Quem lê tanta notícia
O sol nas bancas de revista… Pensava que era apenas o verso de uma letra de música. O autor, Caetano Veloso, namorava (e casou-se) …
O sol nas bancas de revista? Pensava que era apenas o verso de uma letra de música. O autor, Caetano Veloso, namorava (e casou-se) com uma jornalista de O Sol, um caderno-escola de cultura e comportamento jovem, encartado em um jornal de esportes, no Rio de Janeiro, em 1967. O Sol teve circulação por apenas seis meses e era diário. Muita gente formou-se profissional e pessoa naquele folhetim.
Fu Lana foi ao cinema e viu Caetano negar a ligação do verso com o fato. "Mas se vocês quiserem que seja, que seja?", dizia ele, achando graça. O filme é "O Sol, caminhando contra o vento", de Tetê Moraes e Martha Alencar. Finalmente, uma diagramadora famosa, pensou Fu Lana, ao saber que Tetê, hoje cineasta, cumpria a função naquele jornal desenhado em quadrantes. Grande sacada de Reynaldo Jardim, o criador de O Sol: o jornal era diagramado para que as matérias terminassem em um dos quadrantes da página, para ele ser lido dobrado, em ônibus apertados. O formato final, todo aberto, era standart, mas ele era consumido quase que em vários tabletes. Um jornal-chocolate. A pessoa ia dobrando e se deliciando, redobrando e lambendo os dedos de novo. Os gaúchos poderão checar o documentário de longa metragem nos cinemas a partir do dia 11 de agosto. E a obra é uma gostosura.

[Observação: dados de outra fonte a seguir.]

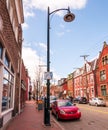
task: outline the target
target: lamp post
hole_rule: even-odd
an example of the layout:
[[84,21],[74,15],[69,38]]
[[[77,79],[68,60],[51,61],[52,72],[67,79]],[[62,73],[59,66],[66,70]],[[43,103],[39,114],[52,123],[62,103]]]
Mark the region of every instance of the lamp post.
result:
[[[56,13],[60,10],[67,10],[67,14],[64,16],[65,22],[71,22],[75,19],[75,15],[70,12],[70,9],[62,8],[57,9],[50,12],[50,8],[48,7],[48,14],[47,14],[47,73],[50,74],[50,15]],[[47,79],[47,100],[46,100],[46,109],[44,112],[44,124],[50,126],[50,79]]]

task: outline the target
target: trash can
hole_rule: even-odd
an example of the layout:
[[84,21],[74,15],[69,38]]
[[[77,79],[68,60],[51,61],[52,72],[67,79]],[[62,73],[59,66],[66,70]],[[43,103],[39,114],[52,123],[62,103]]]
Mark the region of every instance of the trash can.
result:
[[38,110],[43,110],[43,100],[38,100]]

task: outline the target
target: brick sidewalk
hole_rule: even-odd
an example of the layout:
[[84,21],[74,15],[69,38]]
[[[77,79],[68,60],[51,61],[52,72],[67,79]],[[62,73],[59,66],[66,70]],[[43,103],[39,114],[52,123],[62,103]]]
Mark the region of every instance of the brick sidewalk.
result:
[[52,116],[51,126],[45,126],[44,111],[36,109],[35,101],[27,101],[24,111],[14,117],[6,130],[63,130]]

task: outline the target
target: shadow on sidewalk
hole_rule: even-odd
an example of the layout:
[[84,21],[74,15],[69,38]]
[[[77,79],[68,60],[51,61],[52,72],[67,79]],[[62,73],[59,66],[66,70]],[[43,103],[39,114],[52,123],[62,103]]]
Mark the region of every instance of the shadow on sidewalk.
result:
[[38,110],[36,102],[26,101],[24,111],[15,116],[6,130],[62,130],[51,117],[51,126],[44,125],[44,110]]

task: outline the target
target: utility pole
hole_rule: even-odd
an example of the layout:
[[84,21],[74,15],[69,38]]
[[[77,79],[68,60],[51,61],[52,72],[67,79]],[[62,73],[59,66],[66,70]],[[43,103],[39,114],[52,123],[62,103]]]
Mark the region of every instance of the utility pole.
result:
[[88,88],[88,79],[87,79],[87,66],[86,66],[86,58],[88,57],[89,55],[81,55],[80,57],[83,57],[84,58],[84,74],[85,74],[85,78],[86,78],[86,97],[87,97],[87,100],[89,100],[89,88]]

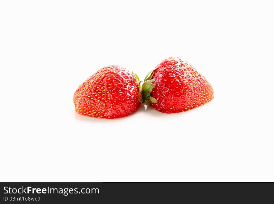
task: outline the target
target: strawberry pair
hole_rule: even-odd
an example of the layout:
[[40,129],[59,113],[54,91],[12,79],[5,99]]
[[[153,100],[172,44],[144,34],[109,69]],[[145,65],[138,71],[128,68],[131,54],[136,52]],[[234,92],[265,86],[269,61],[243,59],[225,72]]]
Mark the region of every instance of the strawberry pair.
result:
[[191,64],[170,57],[146,76],[119,66],[105,67],[80,85],[74,94],[75,111],[96,118],[115,118],[134,112],[146,101],[166,113],[190,110],[214,97],[211,85]]

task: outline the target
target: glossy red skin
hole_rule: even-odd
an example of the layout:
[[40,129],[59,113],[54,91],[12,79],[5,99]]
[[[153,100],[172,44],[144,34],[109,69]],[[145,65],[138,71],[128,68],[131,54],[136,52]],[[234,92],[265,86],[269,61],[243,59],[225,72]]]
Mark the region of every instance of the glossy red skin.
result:
[[155,68],[152,79],[156,84],[150,96],[158,101],[152,104],[166,113],[191,110],[212,100],[214,93],[204,76],[187,62],[168,58]]
[[75,111],[95,118],[128,116],[140,107],[139,84],[128,71],[116,65],[105,67],[80,85],[73,97]]

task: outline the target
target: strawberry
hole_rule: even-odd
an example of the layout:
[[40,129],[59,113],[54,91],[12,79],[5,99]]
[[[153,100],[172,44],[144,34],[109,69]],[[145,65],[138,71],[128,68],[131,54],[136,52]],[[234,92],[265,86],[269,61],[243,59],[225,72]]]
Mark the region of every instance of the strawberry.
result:
[[75,92],[73,97],[75,111],[98,118],[128,116],[140,107],[139,80],[136,75],[119,66],[103,67]]
[[149,82],[143,100],[148,99],[155,109],[166,113],[190,110],[214,97],[212,87],[205,77],[178,57],[162,61],[144,81],[144,84]]

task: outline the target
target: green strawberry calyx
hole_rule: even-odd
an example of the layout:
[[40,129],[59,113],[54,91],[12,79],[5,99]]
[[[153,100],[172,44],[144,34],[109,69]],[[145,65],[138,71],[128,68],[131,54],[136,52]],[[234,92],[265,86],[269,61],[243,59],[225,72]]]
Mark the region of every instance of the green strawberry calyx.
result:
[[[138,75],[132,72],[139,84],[138,99],[141,104],[144,103],[146,101],[149,101],[151,103],[158,102],[158,101],[156,98],[150,96],[152,89],[156,85],[156,84],[153,84],[156,80],[151,79],[154,74],[153,71],[154,70],[151,70],[147,74],[144,81],[140,81]],[[142,82],[143,83],[141,85]]]

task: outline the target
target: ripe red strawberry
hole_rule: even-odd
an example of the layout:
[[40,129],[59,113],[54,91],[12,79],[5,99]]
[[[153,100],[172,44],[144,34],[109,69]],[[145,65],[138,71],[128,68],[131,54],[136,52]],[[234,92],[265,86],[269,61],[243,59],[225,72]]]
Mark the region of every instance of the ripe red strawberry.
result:
[[128,116],[140,107],[139,78],[118,66],[103,67],[80,85],[74,94],[75,111],[98,118]]
[[153,97],[152,106],[166,113],[190,110],[214,97],[212,87],[205,77],[178,57],[162,61],[149,73],[144,83],[146,81],[152,83],[151,93],[146,93],[149,99]]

Mistura de travessura, com gostoso e ternura. Torturadores, simpatizantes da ditadura, ex-TFPs e até hoje atuantes de direita devem pensar: que diabos estes malucos estão fazendo, se apoderando da história que nós escrevemos, e ainda por cima fazendo graça e pirraça? Afinal, a repressão escreveu a história e estes felizes e bem-humorados, outrora perseguidos, a recontam irreverentes, deixando ao ridículo aquelas mal-traçadas linhas. Ser feliz é realmente a maior vingança. E o documentário é genial.
Trata-se de uma festa-filmagem. Melhor do que não ter dinheiro para gravar em várias cidades é ter um orçamento reduzido e convidar os personagens para um encontro festivo, emocionante e, supra-sumo da rebeldia, alegre. Ver Chico Buarque dizer que à época não estava nem aí para a política, mas que por gostar de beber ficara responsável por reunir as garrafas para os molotovs é hilariante.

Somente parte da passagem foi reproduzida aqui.